The pension funds secretary Anton van den Brink refers to the ageing as the general reason for the worker’s contribution. “A bonus was that we had the employer’s part of the tax-friendly premium savings-scheme at our disposal, when it was abolished by the government,” he explains. The Rabobank pension fund has almost 49,000 active members and 8,600 pensioners. Its coverage ratio is approximately 140%.

This year ING has introduced a comparable scheme. Newcomers need to pay their full contribution of 7.5% immediately, while the premiums for the other staff will rise gradually over six to eight years. If the contributions need to rise over 10%, the difference will be split equally between the company and the workers. ING’s new scheme is still based on final salary, although the official retirement age has been raised from 62 to 65.
“I can’t say whether contribution-free pension schemes will disappear. But I do notice decreasing numbers, which is mainly due to financial feasibility. More and more money is needed to funding the pensions,” says Peter Borgdorff, director of the Association of Industry-wide Pension Funds VB. “And since the generous yields on investments of last century haven’t returned yet, the contributions have to rise.
“Who is paying the contributions doesn’t really matter. It’s about the total labour costs for the company. The money they pay as pension premiums, isn’t available any more for salary rises or leave. So it’s actually up to employers and workers what they agree on the employment conditions.”
Only three of VB’s 88 members were offering their staff a contribution-free pension in 2004. All VB’s members combined account for three-quarters of the assets in the Dutch pensions sector.
Loek Sibbing, chairman of the Corporate Pension Funds Association OPF, agrees with Borgdorff. “Contribution-free pensions can remain in theory, but I’m not sure they will stay. Partly because of the new International Financial Reporting Standards, there is a growing focus on pension risks and costs, which companies tend to translate into either a more frugal scheme, or the introduction of employees’ contributions. And sometimes the employer asks for it as a concession for the company’s contribution to a levensloop, or life course, scheme.”

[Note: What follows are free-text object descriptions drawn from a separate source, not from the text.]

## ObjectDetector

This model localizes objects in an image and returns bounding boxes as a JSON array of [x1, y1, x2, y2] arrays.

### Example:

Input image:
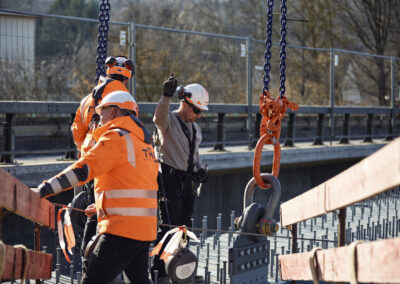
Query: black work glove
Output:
[[32, 181, 53, 198], [197, 168, 208, 184], [163, 73, 178, 97]]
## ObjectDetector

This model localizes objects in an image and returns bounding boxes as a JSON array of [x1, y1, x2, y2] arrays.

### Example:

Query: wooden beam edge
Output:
[[0, 169, 55, 229], [2, 245, 52, 281], [280, 138, 400, 226], [279, 237, 400, 283]]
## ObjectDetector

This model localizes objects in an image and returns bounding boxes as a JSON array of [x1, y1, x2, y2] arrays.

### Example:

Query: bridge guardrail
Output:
[[279, 138, 400, 283], [1, 101, 399, 163]]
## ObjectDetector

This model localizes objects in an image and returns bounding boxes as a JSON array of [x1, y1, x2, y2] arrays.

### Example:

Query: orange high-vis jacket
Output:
[[71, 77, 128, 152], [40, 115, 159, 241]]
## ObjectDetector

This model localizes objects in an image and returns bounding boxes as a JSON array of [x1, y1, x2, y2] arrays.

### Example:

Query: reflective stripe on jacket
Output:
[[46, 115, 159, 241], [71, 77, 128, 152]]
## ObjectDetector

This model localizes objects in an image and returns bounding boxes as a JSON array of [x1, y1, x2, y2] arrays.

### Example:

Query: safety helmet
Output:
[[105, 56, 135, 80], [95, 90, 139, 117], [176, 83, 209, 111]]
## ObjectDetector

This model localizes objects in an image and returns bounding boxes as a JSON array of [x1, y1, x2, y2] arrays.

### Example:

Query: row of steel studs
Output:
[[45, 187, 398, 283]]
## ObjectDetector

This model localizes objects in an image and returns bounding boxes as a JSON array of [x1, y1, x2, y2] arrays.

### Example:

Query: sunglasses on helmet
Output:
[[105, 56, 135, 72], [176, 85, 192, 100]]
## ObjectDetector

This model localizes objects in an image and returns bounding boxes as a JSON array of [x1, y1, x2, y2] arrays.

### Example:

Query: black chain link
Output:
[[95, 0, 111, 84], [263, 0, 274, 92], [279, 0, 287, 98]]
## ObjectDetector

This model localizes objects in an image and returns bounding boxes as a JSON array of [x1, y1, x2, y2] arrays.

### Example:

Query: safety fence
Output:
[[279, 137, 400, 282], [1, 7, 400, 145], [0, 168, 54, 282], [1, 101, 399, 163], [1, 8, 400, 105]]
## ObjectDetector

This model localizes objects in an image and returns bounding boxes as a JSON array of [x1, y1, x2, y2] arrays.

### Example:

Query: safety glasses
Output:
[[176, 85, 192, 100], [105, 56, 135, 71], [190, 104, 203, 114], [123, 59, 134, 71]]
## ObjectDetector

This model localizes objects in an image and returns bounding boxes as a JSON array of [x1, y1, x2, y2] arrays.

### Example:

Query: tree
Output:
[[341, 0, 395, 106], [36, 0, 97, 57]]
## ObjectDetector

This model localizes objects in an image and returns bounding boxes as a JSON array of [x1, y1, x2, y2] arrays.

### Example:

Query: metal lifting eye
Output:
[[105, 56, 116, 67]]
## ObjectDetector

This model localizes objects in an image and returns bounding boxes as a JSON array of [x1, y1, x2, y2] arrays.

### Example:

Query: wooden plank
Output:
[[280, 183, 326, 228], [0, 169, 55, 229], [279, 238, 400, 283], [1, 245, 52, 281], [325, 137, 400, 210], [281, 138, 400, 227]]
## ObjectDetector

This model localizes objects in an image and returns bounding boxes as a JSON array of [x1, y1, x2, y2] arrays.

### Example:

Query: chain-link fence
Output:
[[1, 8, 400, 108]]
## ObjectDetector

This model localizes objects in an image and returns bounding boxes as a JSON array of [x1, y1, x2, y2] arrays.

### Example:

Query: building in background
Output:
[[0, 11, 36, 98]]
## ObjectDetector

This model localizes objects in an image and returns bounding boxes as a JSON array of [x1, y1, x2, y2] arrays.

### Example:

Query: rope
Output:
[[349, 240, 364, 284], [159, 223, 336, 243], [13, 245, 29, 284], [51, 202, 86, 213], [309, 247, 322, 284], [51, 202, 336, 243], [0, 240, 5, 281]]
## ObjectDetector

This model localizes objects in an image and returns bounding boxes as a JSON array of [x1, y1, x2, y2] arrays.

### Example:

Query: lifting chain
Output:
[[253, 0, 298, 189], [279, 0, 287, 98], [262, 0, 274, 92], [95, 0, 111, 84]]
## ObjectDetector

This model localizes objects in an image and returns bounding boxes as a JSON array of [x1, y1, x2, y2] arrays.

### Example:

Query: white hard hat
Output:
[[178, 83, 209, 111], [95, 91, 139, 117]]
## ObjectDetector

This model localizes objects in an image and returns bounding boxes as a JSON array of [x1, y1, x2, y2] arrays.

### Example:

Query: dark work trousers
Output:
[[80, 182, 98, 273], [81, 233, 151, 284], [81, 214, 97, 272], [151, 169, 196, 280]]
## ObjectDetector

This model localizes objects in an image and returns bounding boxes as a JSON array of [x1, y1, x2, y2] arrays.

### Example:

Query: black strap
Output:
[[89, 78, 115, 126], [129, 115, 153, 145], [92, 78, 114, 100], [175, 114, 196, 173]]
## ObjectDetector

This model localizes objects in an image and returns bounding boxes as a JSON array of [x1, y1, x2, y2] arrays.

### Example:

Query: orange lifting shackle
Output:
[[253, 89, 298, 189]]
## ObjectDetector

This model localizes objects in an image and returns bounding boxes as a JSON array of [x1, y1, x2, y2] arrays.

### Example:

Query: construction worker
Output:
[[33, 91, 158, 284], [70, 56, 136, 272], [151, 74, 209, 283], [72, 55, 135, 154]]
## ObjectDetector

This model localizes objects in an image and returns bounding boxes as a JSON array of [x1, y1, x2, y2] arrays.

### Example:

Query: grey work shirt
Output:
[[153, 96, 203, 172]]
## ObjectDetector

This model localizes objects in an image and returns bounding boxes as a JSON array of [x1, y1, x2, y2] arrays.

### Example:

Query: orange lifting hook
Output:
[[253, 89, 299, 189]]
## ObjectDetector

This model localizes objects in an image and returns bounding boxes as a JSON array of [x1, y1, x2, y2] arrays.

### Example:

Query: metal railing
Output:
[[1, 8, 400, 147], [1, 9, 400, 163], [1, 101, 399, 163]]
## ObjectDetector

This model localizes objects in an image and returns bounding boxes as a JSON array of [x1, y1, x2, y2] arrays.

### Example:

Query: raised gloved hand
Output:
[[163, 73, 178, 97], [197, 168, 208, 184]]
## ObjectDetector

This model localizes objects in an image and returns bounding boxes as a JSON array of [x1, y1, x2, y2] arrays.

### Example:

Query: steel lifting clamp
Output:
[[253, 89, 298, 189], [234, 174, 281, 239]]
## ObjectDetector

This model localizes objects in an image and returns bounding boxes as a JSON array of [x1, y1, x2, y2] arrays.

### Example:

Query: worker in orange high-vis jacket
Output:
[[70, 55, 137, 273], [72, 55, 136, 155], [33, 91, 158, 284]]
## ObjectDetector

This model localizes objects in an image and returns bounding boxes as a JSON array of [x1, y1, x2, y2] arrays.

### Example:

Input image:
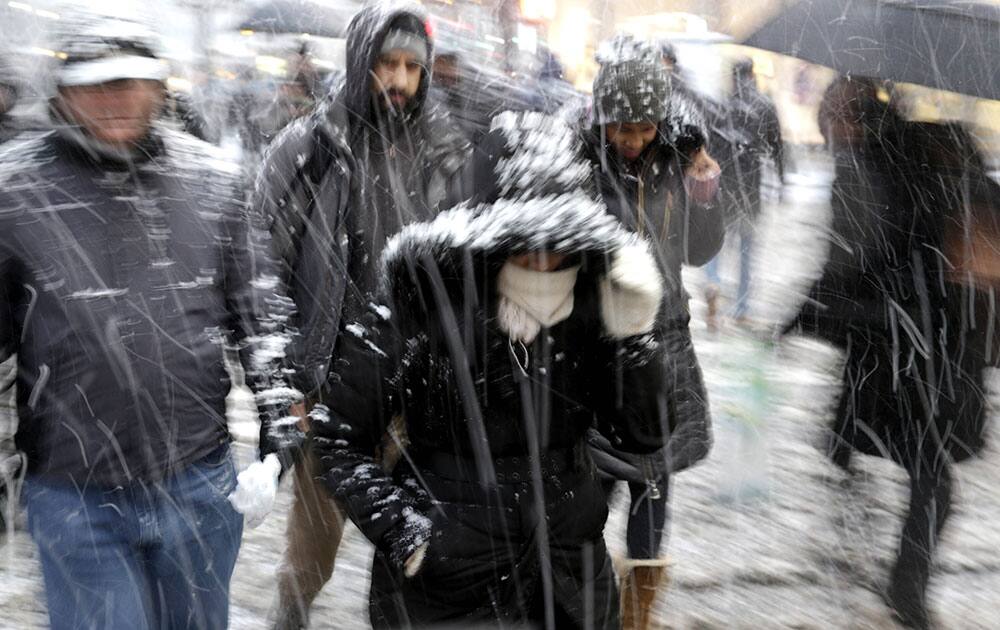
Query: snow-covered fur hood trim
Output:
[[380, 191, 639, 306]]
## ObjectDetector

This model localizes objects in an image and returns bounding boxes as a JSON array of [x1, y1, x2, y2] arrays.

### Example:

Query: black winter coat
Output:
[[254, 3, 471, 399], [789, 122, 999, 467], [582, 97, 723, 480], [0, 127, 297, 485], [312, 186, 671, 627]]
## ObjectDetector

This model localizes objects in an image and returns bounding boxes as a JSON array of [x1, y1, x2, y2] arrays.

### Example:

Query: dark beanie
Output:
[[593, 35, 669, 125], [379, 13, 430, 65]]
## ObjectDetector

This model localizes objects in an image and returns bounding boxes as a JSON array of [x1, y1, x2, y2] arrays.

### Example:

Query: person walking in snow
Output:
[[253, 4, 472, 628], [0, 14, 301, 630], [785, 76, 999, 630], [309, 111, 671, 629], [581, 34, 724, 630], [703, 57, 785, 330]]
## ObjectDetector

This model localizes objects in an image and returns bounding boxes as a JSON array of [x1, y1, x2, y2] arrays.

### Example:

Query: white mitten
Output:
[[228, 453, 281, 529], [599, 241, 664, 338]]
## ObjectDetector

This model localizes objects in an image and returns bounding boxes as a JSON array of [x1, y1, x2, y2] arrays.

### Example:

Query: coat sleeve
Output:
[[663, 127, 725, 267], [588, 317, 672, 455], [253, 120, 351, 399], [674, 197, 725, 267], [222, 189, 304, 470], [310, 302, 432, 570]]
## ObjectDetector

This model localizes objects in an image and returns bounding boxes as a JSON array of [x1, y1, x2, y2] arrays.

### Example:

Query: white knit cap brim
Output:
[[58, 55, 169, 87]]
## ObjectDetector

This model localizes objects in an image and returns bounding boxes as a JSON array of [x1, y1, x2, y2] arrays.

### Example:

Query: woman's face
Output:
[[508, 251, 567, 272], [605, 121, 658, 162]]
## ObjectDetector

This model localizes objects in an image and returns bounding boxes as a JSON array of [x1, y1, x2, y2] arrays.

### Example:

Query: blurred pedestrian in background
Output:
[[0, 12, 301, 629], [0, 61, 25, 145], [785, 75, 999, 630], [704, 57, 785, 331], [582, 34, 723, 630]]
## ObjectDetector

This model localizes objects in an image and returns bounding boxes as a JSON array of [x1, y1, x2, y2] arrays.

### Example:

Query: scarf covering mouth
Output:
[[496, 262, 580, 343]]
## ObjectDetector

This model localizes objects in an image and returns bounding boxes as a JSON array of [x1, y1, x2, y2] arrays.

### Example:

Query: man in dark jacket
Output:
[[787, 76, 998, 630], [704, 57, 785, 329], [253, 4, 471, 628], [0, 14, 301, 630], [311, 112, 671, 628], [583, 35, 724, 630], [0, 60, 24, 534]]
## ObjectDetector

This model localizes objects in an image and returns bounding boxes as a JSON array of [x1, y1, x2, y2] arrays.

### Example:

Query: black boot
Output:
[[885, 464, 952, 630]]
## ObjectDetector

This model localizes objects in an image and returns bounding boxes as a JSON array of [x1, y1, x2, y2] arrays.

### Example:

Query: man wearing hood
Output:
[[0, 13, 301, 629], [254, 4, 472, 628]]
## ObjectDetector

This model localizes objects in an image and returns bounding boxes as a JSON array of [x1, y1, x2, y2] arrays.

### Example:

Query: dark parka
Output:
[[715, 69, 784, 223], [583, 89, 723, 479], [312, 114, 671, 629], [254, 3, 471, 399], [789, 119, 998, 469], [0, 127, 297, 485]]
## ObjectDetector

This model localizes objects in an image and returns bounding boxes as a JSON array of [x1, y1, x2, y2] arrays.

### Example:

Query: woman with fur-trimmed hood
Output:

Sibbing sees no direct link between ageing and the abandoning of contribution-free pensions.
According to Sibbing, who is also director of Unilever’s pension fund Progress, not more than a couple of dozens of OPF’s 365 members are paying the full pension premiums. “Several of them are in negotiations on the introduction of workers’ contributions, and most of them want to put the subject onto the bargaining table,” he says.
“The tendency towards workers’ contributions will continue,” predicts Jan Kune, professor of pensions science at Amsterdam University. Apart from the ageing, he sees a growing awareness of costs’ transparency among employers as a trigger. “From an economic point of view, the introduction of employees’ premiums doesn’t have any significance,” he says. “It’s just a matter of salary. A proper negotiator will take it into account during discussions on a new CAO.” Earlier, he described the old pension arrangements at Shell as ‘very grand’.
In Kune’s opinion, pension contributions for workers is a positive development. “It visualises the costs, and it will raise pension awareness amongst employees. That’s why salaries should be raised, in order to allow workers to pay the pension contributions themselves.”
“The main reason for the introduction of worker’s contributions is costs-cutting,” says Rob Bakker, the outgoing director partner contacts at the pensions network Netspar of Tilburg University. “Over three-quarters of an employer’s costs are labour costs, of which between 15-20% are pension expenses. So it pays off to decrease the company’s share of the contributions.”